Teardowns of a few machines showed lubrication failure but further analysis showed that the lubrication failure resulted from lube oil congealing in oil passages thus blocking the flow of oil to lubrication points.
TI was requested to determine the cause and extent of damage, proper repair procedure, and commercially reasonable cost of repairs or replacement equipment.

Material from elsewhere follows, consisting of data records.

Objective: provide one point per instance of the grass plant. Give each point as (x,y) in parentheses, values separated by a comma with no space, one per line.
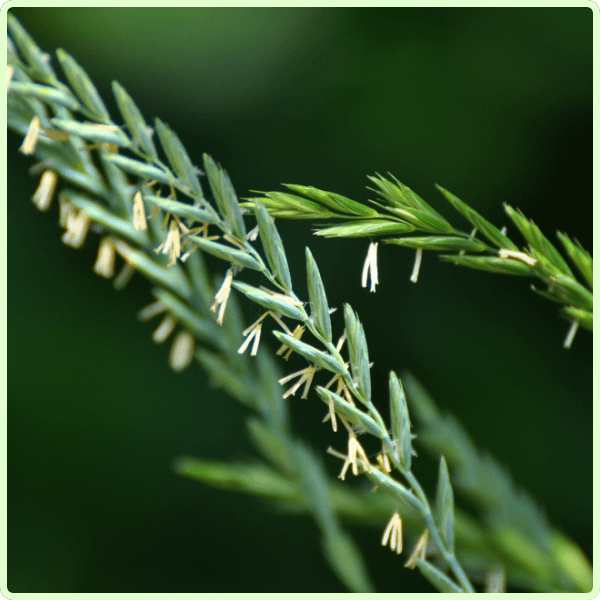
(152,214)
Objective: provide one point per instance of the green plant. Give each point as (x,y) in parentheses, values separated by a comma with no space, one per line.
(531,554)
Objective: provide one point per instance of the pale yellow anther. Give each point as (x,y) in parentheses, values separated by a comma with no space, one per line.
(420,551)
(355,451)
(139,213)
(522,256)
(77,228)
(105,263)
(221,297)
(252,333)
(31,138)
(417,267)
(298,331)
(370,266)
(172,244)
(45,191)
(393,533)
(305,377)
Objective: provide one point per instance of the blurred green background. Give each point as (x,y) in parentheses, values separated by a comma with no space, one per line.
(493,104)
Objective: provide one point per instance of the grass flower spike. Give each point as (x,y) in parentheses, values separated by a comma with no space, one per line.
(111,171)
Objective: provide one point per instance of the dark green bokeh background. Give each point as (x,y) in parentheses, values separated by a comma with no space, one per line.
(493,104)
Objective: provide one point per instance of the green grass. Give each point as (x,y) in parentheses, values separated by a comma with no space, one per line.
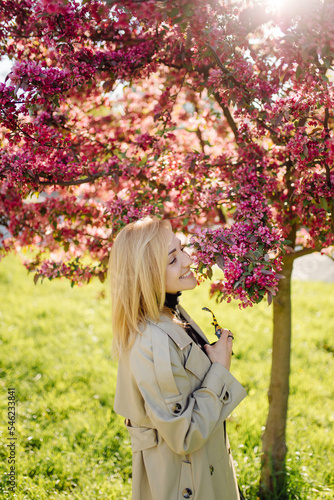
(55,350)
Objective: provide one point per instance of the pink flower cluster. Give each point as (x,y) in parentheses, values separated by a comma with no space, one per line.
(248,256)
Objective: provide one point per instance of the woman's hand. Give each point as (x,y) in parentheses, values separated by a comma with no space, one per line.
(221,351)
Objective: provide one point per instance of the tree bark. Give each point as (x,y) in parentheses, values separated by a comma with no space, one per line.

TI met with representatives of the machine manufacturers and concluded there was no alternative but to tear down the machines to bare castings so that drilled oil passages in the castings could be physically swabbed to remove the gel. The process took 14 months and $2 million, and TI oversaw the teardown and documented the damage to each of dozens of machines. In order to maintain the owner’s production schedules, $1 million was authorized for rental machinery to stand in for machines in teardown. TI then analyzed hundreds of thousands of lines of the owner’s Excel production data to differentiate background levels of scrap, direct labor inefficiency and indirect labor from incremental increases due to machinery problems resulting from the bad oil. TI arranged for and oversaw appraisal of the involved machines to determine the change in machine value resulting from the teardown and repair project. Then, TI worked with forensic accountants to assist in determining the loss of income resulting from the machine downtime. The cause of the oil degradation was found to be an unauthorized oil additive substitution by the oil formulator and subrogation was pursued.